Trump’s candidacy is in some sense a test of that — and the emergence of a faction unified by race and immigration issues is still a live possibility. But Cruz’s speech tonight, which attempted to cast Trump as a liberal who would expand Obamacare, support Planned Parenthood and otherwise be indistinguishable from a Democrat, speaks to something else. It may well be the case that Trump will be nominated and subsequently won’t be able to unify the party around his candidacy. But despite Trump’s insistence that his campaign has been a movement, the ideological meaning of his candidacy remains murkier and less defined than that of factional candidates of the past.
Sanders is not having a good night. Last week, we published demographic targets in each state. These were not predictions; instead, they were estimates, based on the racial composition of each state and other demographics, of how well a candidate would have to do to get half of pledged delegates nationwide.

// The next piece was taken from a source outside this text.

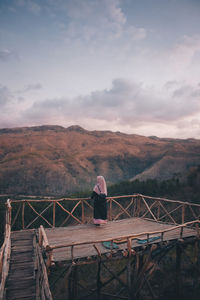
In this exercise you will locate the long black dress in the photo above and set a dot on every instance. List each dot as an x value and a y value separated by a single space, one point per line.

|Alabama||Clinton +59||Clinton +30||Clinton +29|
|Arkansas||Clinton +41||Clinton +15||Clinton +26|
|Colorado||Sanders +6||Sanders +11||Clinton +5|
|Georgia||Clinton +43||Clinton +27||Clinton +16|
|Massachusetts||Clinton +3||Sanders +11||Clinton +14|
|Minnesota||Sanders +18||Sanders +21||Clinton +3|
|Oklahoma||Sanders +11||Sanders +4||Sanders +7|
|Tennessee||Clinton +35||Sanders +2||Clinton +37|
|Texas||Clinton +37||Clinton +13||Clinton +24|
|Vermont||Sanders +72||Sanders +83||Clinton +11|
|Virginia||Clinton +29||Clinton +9||Clinton +20|
|Average||Clinton +13||Sanders +3||Clinton +16|
Clinton is running ahead of her benchmarks by an average of 16 percentage points tonight, which is equivalent to her holding a 16-point lead over Sanders in national polls. Sanders won a few of his “must-win” states tonight, but not others, and the huge deficits he racked up to Clinton in Southern states will make it hard for him to make up his deficit later on.
Here’s a bad sign for Rubio’s bid to hit the 20 percent delegate threshold in Texas: In the handful of counties I’ve checked, he’s doing WORSE with election day voters than early voters. Most votes counted so far are early ballots, and he’s at just 18 percent. This would be a heartbreaking blow to Rubio’s delegate count.
Fox News called Massachusetts for Clinton. If that is correct, it’s a symbolic blow to Sanders. As I’ve mentioned over and over again, Clinton is running up huge delegate margins in the South. Sanders was hoping to win a few states despite that. And while he is likely to win four states (Colorado, Minnesota, Oklahoma and Vermont), those won’t come anywhere near helping him cut into Clinton’s large delegate lead.
Earlier today, I broke the Super Tuesday states into three categories based on their economic characteristics. So far, those groupings seem to be holding up reasonably well in the actual voting, at least on the Republican side.
With the Associated Press calling Arkansas for Trump, it now looks like Trump will win all four of the states I labeled “Southern strugglers” (Alabama, Arkansas, Georgia and Tennessee), in most cases by large margins. Cruz has won both of the “energy boomers” that have reported so far (Texas and Oklahoma), with Alaska results still outstanding. The third group, wealthier states I labeled “educated elites,” are a bit more mixed: Trump won Massachusetts overwhelmingly and Virginia narrowly. In Vermont, he’s battling with Kasich (!), and he looks likely to lose Minnesota to either Rubio or Cruz.
The Democratic race isn’t aligning as neatly with my economic groupings. As I noted earlier, Clinton won all the Southern states, but she lost Oklahoma despite winning Texas. The candidates have split the “educated elite” states so far, with Massachusetts, Minnesota and Colorado still outstanding.